Automated Site ID lookup - how?

Hello. I’m new to Piwik. I’m just installing it on our system (well, on staging first, before production) which hosts several hundred websites, all served via a WordPress Multisite via a load-balanced cluster on Amazon EC2. All the sites are ‘ours’, rather than belonging to our customers or anything like that.

Now, firstly, I see that the web-site list has to be created manually by adding sites one-by-one. While a bulk import feature would have been nice, I believe I’ll be able to automate creation of sites using the API - for example by calling SitesManager.addSite() on all our existing sites and adding a call to that in our new site creation code (which is admin-back-end for our IT team only).

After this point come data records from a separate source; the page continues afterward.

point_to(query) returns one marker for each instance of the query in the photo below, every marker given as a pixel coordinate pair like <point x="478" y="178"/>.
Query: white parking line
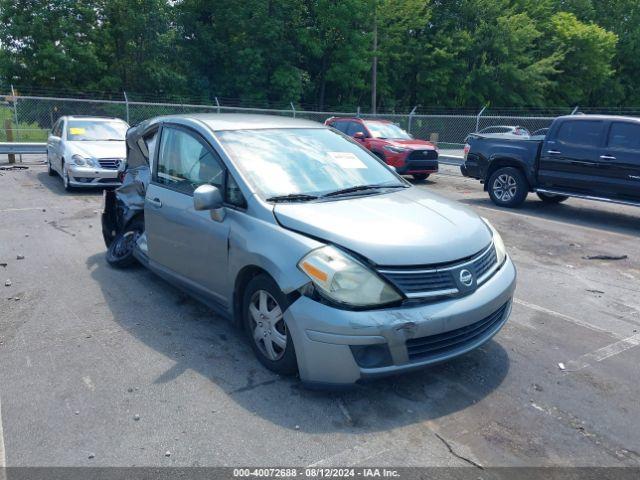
<point x="603" y="353"/>
<point x="3" y="459"/>
<point x="555" y="222"/>
<point x="573" y="320"/>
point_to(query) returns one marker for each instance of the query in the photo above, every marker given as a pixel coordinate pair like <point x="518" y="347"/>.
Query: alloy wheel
<point x="505" y="187"/>
<point x="269" y="331"/>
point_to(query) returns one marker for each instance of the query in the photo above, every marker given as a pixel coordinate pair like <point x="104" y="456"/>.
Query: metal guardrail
<point x="17" y="148"/>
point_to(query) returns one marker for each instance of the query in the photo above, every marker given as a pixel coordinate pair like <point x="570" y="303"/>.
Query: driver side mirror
<point x="359" y="136"/>
<point x="208" y="197"/>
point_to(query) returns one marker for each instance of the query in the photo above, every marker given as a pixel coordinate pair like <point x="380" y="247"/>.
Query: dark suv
<point x="392" y="144"/>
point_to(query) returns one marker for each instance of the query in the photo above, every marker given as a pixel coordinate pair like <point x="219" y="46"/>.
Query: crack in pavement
<point x="456" y="454"/>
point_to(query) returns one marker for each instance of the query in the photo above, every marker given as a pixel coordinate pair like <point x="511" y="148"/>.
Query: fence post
<point x="411" y="114"/>
<point x="9" y="132"/>
<point x="478" y="117"/>
<point x="126" y="103"/>
<point x="15" y="114"/>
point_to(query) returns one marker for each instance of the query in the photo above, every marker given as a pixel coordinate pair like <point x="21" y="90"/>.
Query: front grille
<point x="419" y="282"/>
<point x="110" y="163"/>
<point x="423" y="155"/>
<point x="432" y="346"/>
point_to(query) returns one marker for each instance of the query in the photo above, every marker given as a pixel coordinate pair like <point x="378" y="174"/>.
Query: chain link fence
<point x="30" y="118"/>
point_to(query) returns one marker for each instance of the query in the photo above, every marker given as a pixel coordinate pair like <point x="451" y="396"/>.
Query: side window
<point x="147" y="144"/>
<point x="580" y="132"/>
<point x="340" y="125"/>
<point x="185" y="162"/>
<point x="625" y="136"/>
<point x="57" y="129"/>
<point x="233" y="194"/>
<point x="354" y="127"/>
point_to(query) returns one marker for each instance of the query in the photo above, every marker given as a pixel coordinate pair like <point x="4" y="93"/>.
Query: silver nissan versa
<point x="335" y="266"/>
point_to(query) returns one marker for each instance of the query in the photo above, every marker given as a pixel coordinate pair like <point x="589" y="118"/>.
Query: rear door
<point x="570" y="157"/>
<point x="622" y="157"/>
<point x="185" y="243"/>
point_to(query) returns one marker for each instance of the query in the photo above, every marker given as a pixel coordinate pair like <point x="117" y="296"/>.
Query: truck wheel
<point x="508" y="187"/>
<point x="263" y="308"/>
<point x="551" y="198"/>
<point x="120" y="251"/>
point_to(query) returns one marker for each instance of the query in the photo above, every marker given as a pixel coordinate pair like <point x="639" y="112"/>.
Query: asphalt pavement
<point x="108" y="367"/>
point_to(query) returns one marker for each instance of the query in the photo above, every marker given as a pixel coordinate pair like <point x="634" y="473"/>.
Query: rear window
<point x="580" y="132"/>
<point x="624" y="135"/>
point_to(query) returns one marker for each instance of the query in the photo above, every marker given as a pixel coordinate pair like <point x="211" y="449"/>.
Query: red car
<point x="392" y="144"/>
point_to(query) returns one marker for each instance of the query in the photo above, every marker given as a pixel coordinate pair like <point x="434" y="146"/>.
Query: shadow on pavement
<point x="586" y="214"/>
<point x="54" y="184"/>
<point x="192" y="336"/>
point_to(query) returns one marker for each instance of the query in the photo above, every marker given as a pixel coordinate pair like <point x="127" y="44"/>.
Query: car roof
<point x="599" y="117"/>
<point x="240" y="121"/>
<point x="92" y="118"/>
<point x="378" y="120"/>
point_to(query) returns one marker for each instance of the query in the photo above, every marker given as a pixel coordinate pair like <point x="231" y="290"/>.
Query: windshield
<point x="91" y="131"/>
<point x="387" y="130"/>
<point x="313" y="161"/>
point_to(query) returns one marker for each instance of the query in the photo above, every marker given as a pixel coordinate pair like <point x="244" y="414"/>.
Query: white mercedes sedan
<point x="87" y="151"/>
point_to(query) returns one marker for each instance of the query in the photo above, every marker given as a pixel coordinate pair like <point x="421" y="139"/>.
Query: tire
<point x="120" y="251"/>
<point x="551" y="198"/>
<point x="508" y="187"/>
<point x="268" y="335"/>
<point x="65" y="179"/>
<point x="50" y="169"/>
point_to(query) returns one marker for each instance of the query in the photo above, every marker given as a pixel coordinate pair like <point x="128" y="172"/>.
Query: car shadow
<point x="195" y="339"/>
<point x="54" y="185"/>
<point x="586" y="214"/>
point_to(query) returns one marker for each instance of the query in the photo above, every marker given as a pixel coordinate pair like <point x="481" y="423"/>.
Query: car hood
<point x="407" y="227"/>
<point x="98" y="149"/>
<point x="413" y="144"/>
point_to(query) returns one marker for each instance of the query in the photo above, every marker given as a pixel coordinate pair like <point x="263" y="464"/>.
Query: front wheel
<point x="551" y="197"/>
<point x="50" y="169"/>
<point x="263" y="310"/>
<point x="420" y="177"/>
<point x="508" y="187"/>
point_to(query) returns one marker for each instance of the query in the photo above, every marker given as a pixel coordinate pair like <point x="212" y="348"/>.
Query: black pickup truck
<point x="587" y="156"/>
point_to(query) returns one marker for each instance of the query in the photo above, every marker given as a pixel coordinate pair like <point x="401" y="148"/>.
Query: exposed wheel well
<point x="242" y="280"/>
<point x="500" y="163"/>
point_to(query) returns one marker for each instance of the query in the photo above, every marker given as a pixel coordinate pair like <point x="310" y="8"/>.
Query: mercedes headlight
<point x="345" y="280"/>
<point x="501" y="250"/>
<point x="83" y="161"/>
<point x="393" y="149"/>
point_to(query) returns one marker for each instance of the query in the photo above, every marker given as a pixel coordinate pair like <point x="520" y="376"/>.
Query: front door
<point x="185" y="243"/>
<point x="570" y="159"/>
<point x="622" y="154"/>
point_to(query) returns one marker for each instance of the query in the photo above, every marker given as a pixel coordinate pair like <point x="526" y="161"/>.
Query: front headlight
<point x="345" y="280"/>
<point x="392" y="149"/>
<point x="501" y="250"/>
<point x="84" y="161"/>
<point x="79" y="160"/>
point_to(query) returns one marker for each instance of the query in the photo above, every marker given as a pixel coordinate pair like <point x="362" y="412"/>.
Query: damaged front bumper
<point x="340" y="347"/>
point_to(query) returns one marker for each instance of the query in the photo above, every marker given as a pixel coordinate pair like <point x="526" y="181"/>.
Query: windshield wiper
<point x="292" y="197"/>
<point x="359" y="188"/>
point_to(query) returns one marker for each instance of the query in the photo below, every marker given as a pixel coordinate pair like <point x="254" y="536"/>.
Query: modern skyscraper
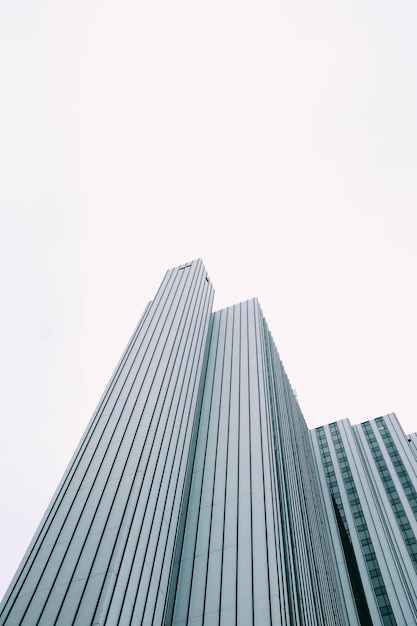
<point x="369" y="483"/>
<point x="197" y="494"/>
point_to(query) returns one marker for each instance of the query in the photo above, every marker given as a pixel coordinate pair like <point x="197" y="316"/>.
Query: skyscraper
<point x="369" y="481"/>
<point x="197" y="494"/>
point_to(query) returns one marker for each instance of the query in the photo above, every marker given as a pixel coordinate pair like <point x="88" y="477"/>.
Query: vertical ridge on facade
<point x="197" y="496"/>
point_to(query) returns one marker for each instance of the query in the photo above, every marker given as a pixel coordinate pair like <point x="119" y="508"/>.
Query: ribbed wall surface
<point x="368" y="474"/>
<point x="255" y="550"/>
<point x="104" y="550"/>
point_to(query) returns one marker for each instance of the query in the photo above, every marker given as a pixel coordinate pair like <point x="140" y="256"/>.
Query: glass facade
<point x="198" y="496"/>
<point x="368" y="473"/>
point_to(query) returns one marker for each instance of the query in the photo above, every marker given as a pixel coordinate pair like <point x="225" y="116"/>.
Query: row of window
<point x="367" y="547"/>
<point x="400" y="469"/>
<point x="392" y="494"/>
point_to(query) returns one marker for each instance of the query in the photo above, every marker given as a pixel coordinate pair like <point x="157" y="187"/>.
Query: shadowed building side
<point x="255" y="549"/>
<point x="103" y="552"/>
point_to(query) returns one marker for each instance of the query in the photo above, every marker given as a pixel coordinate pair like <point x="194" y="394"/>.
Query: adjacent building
<point x="369" y="485"/>
<point x="198" y="496"/>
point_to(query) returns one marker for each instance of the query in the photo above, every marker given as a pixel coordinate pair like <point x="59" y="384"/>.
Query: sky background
<point x="275" y="140"/>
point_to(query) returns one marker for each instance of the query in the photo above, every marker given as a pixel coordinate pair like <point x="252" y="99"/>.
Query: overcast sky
<point x="275" y="140"/>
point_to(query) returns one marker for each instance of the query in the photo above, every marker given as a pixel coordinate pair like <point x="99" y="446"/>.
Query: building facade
<point x="369" y="485"/>
<point x="198" y="496"/>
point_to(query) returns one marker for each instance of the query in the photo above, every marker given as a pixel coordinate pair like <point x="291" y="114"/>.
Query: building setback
<point x="198" y="496"/>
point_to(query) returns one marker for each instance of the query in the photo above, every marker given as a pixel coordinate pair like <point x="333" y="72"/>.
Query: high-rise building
<point x="198" y="496"/>
<point x="368" y="475"/>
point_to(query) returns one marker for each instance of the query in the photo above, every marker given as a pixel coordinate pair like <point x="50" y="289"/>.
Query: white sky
<point x="275" y="140"/>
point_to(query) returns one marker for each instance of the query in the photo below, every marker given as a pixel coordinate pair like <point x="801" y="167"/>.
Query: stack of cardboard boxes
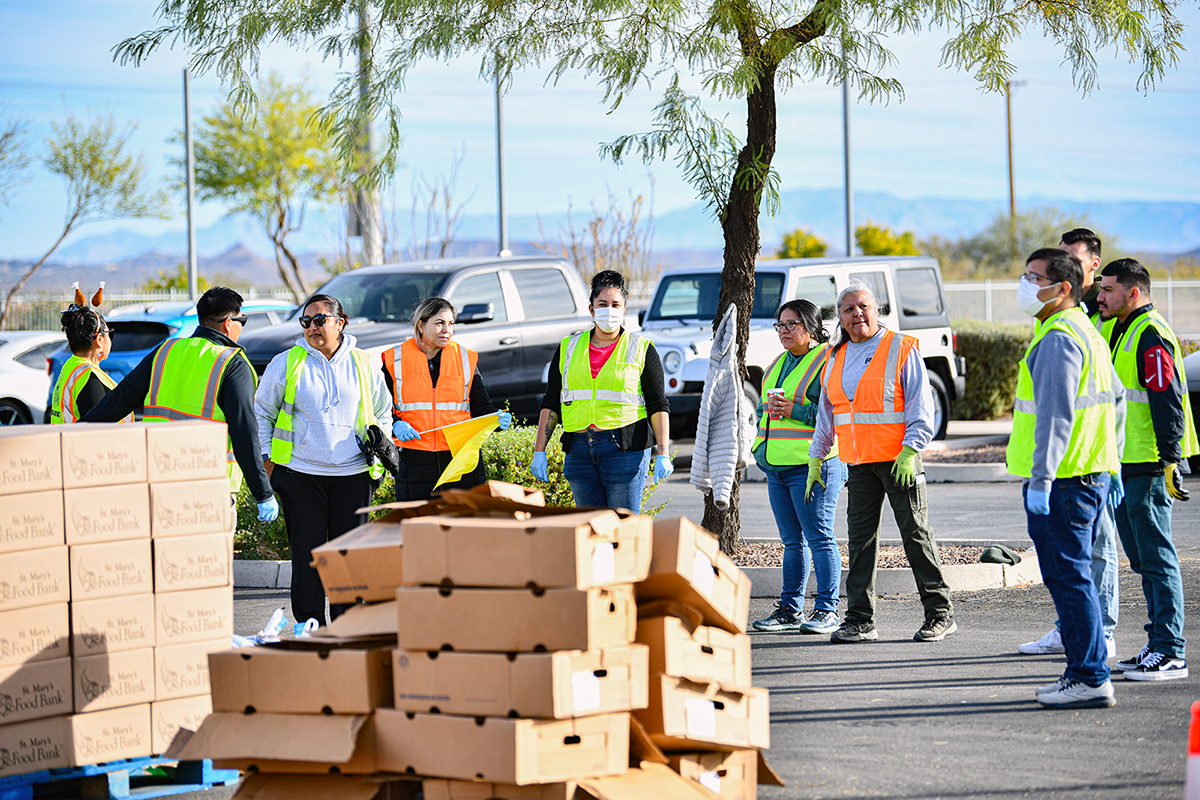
<point x="117" y="583"/>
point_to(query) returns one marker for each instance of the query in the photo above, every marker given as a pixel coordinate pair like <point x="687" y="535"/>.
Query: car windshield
<point x="383" y="296"/>
<point x="694" y="296"/>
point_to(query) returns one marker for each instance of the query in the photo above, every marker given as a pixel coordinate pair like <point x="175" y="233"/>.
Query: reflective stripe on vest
<point x="870" y="428"/>
<point x="1092" y="447"/>
<point x="613" y="398"/>
<point x="1141" y="443"/>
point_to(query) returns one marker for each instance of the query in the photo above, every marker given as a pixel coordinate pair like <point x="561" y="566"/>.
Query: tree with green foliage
<point x="745" y="49"/>
<point x="802" y="244"/>
<point x="270" y="164"/>
<point x="103" y="181"/>
<point x="880" y="240"/>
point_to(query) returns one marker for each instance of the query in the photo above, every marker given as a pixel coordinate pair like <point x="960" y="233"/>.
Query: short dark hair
<point x="1061" y="265"/>
<point x="809" y="314"/>
<point x="1128" y="272"/>
<point x="81" y="324"/>
<point x="1089" y="238"/>
<point x="607" y="280"/>
<point x="216" y="305"/>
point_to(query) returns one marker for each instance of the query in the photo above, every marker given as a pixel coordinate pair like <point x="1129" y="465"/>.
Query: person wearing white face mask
<point x="606" y="388"/>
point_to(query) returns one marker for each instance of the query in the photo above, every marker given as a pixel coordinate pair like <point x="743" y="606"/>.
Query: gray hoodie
<point x="327" y="409"/>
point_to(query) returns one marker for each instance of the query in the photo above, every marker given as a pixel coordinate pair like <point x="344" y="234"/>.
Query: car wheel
<point x="13" y="413"/>
<point x="941" y="404"/>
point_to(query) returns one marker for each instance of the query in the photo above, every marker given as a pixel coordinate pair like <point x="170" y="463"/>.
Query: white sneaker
<point x="1075" y="695"/>
<point x="1049" y="644"/>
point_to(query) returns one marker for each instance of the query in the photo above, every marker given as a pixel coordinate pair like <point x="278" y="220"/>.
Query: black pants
<point x="317" y="509"/>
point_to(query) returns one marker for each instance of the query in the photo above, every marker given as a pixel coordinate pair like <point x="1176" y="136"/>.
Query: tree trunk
<point x="741" y="227"/>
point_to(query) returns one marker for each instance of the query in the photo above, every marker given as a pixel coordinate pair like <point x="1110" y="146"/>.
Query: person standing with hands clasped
<point x="1066" y="443"/>
<point x="606" y="386"/>
<point x="877" y="401"/>
<point x="1159" y="435"/>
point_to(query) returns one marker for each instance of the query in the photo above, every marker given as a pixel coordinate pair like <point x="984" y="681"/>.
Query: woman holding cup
<point x="792" y="388"/>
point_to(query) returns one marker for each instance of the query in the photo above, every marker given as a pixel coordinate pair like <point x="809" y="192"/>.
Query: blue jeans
<point x="808" y="527"/>
<point x="604" y="475"/>
<point x="1144" y="522"/>
<point x="1065" y="540"/>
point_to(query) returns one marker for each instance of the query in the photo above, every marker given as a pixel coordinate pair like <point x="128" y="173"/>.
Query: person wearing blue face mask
<point x="606" y="388"/>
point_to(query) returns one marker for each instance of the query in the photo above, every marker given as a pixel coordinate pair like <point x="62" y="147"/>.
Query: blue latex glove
<point x="1037" y="503"/>
<point x="1116" y="491"/>
<point x="269" y="510"/>
<point x="663" y="468"/>
<point x="403" y="431"/>
<point x="539" y="467"/>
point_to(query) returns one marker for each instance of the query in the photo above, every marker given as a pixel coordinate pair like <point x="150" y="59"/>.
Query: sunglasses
<point x="316" y="319"/>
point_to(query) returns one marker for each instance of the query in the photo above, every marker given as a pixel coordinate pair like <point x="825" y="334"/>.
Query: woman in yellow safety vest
<point x="82" y="384"/>
<point x="786" y="420"/>
<point x="606" y="386"/>
<point x="435" y="382"/>
<point x="313" y="405"/>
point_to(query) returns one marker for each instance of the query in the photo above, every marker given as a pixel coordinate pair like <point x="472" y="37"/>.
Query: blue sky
<point x="945" y="139"/>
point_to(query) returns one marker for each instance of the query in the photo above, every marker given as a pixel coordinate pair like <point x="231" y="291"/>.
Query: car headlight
<point x="672" y="361"/>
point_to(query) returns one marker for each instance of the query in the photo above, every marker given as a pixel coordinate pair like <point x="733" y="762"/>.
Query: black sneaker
<point x="853" y="630"/>
<point x="935" y="630"/>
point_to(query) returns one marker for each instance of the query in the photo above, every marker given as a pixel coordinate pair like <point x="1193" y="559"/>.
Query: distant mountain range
<point x="238" y="246"/>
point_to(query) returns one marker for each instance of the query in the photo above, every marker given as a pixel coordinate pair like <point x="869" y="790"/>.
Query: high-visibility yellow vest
<point x="1092" y="446"/>
<point x="281" y="439"/>
<point x="787" y="439"/>
<point x="1141" y="446"/>
<point x="72" y="378"/>
<point x="613" y="398"/>
<point x="184" y="384"/>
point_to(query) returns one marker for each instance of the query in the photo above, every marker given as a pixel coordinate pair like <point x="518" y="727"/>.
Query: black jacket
<point x="235" y="398"/>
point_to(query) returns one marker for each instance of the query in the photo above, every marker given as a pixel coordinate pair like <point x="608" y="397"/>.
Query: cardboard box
<point x="36" y="633"/>
<point x="363" y="564"/>
<point x="196" y="615"/>
<point x="303" y="677"/>
<point x="190" y="450"/>
<point x="113" y="679"/>
<point x="30" y="458"/>
<point x="30" y="521"/>
<point x="191" y="507"/>
<point x="112" y="625"/>
<point x="703" y="654"/>
<point x="502" y="750"/>
<point x="283" y="743"/>
<point x="183" y="563"/>
<point x="580" y="551"/>
<point x="111" y="570"/>
<point x="684" y="715"/>
<point x="688" y="565"/>
<point x="35" y="578"/>
<point x="36" y="690"/>
<point x="514" y="620"/>
<point x="101" y="453"/>
<point x="183" y="669"/>
<point x="539" y="685"/>
<point x="107" y="513"/>
<point x="168" y="716"/>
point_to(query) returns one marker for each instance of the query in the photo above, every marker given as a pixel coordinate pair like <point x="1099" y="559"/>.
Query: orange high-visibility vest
<point x="870" y="428"/>
<point x="423" y="405"/>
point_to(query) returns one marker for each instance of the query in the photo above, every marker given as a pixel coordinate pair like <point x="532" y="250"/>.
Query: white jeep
<point x="912" y="300"/>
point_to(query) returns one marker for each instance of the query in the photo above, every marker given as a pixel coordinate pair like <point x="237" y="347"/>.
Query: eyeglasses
<point x="316" y="319"/>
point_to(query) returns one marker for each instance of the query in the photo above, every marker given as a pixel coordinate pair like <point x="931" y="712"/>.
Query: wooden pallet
<point x="135" y="779"/>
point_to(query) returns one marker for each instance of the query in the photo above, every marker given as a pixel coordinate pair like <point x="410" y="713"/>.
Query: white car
<point x="24" y="382"/>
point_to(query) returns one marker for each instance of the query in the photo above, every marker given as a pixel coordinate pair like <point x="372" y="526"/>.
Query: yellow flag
<point x="465" y="439"/>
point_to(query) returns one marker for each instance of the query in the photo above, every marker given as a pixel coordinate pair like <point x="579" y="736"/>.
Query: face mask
<point x="610" y="319"/>
<point x="1027" y="296"/>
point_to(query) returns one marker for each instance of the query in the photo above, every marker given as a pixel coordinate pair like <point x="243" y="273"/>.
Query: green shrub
<point x="993" y="350"/>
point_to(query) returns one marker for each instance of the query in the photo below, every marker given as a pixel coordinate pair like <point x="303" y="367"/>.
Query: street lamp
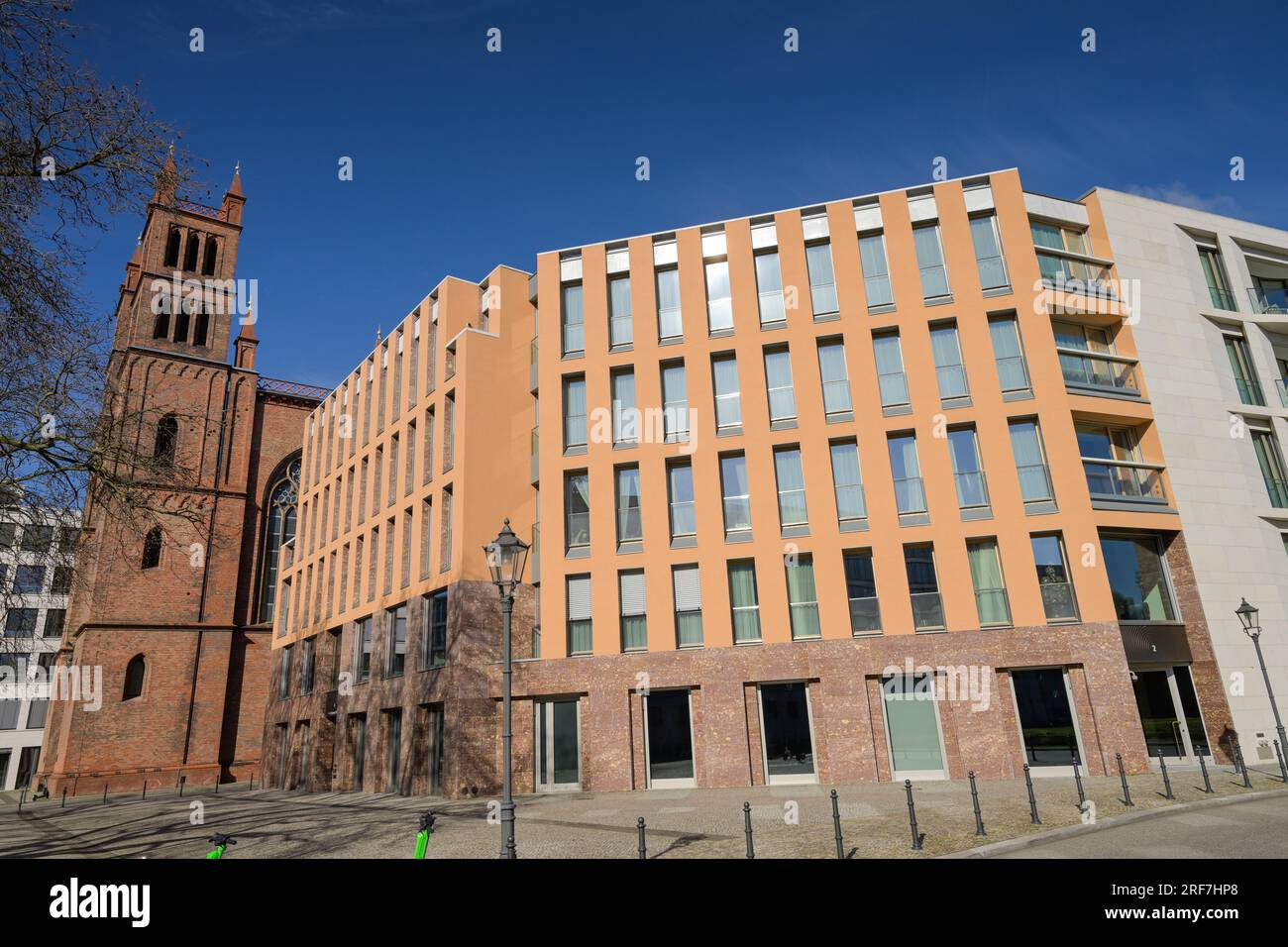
<point x="506" y="557"/>
<point x="1248" y="617"/>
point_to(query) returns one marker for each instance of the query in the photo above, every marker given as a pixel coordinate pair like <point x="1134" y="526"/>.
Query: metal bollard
<point x="1207" y="780"/>
<point x="1122" y="776"/>
<point x="1033" y="801"/>
<point x="836" y="826"/>
<point x="912" y="817"/>
<point x="974" y="797"/>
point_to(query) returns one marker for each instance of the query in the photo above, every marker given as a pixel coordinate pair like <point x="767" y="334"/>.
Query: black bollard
<point x="836" y="826"/>
<point x="974" y="797"/>
<point x="912" y="815"/>
<point x="1033" y="801"/>
<point x="1122" y="775"/>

However, it appears that the tracking code needs the siteId rather than the domain. Is that correct, or is there a way to supply the JS tracker with the domain name instead of siteId and have piwik look it up? or a way to have the JS tracker just obtain the domain from the DOM document?

If not, I’m guessing the other way to implement it would be for the server-side page rendering to make an API call to SitesManager.getAllSitesId() to obtain the siteId for a given request based on the HTTP HOST header and inject that into the tracking code in the response (- obviously, the ids will need to be cached for efficiency).

Is there another and/or better way? I don’t see any JS tracker functions to map a domain to the siteId.
If not, perhaps this could be a feature request? - to allow the JS tracker constructor to be passed a site main domain URL instead of siteId? (or even some way to have it obtain it from the DOM itself - such as passing -1 as the siteId?)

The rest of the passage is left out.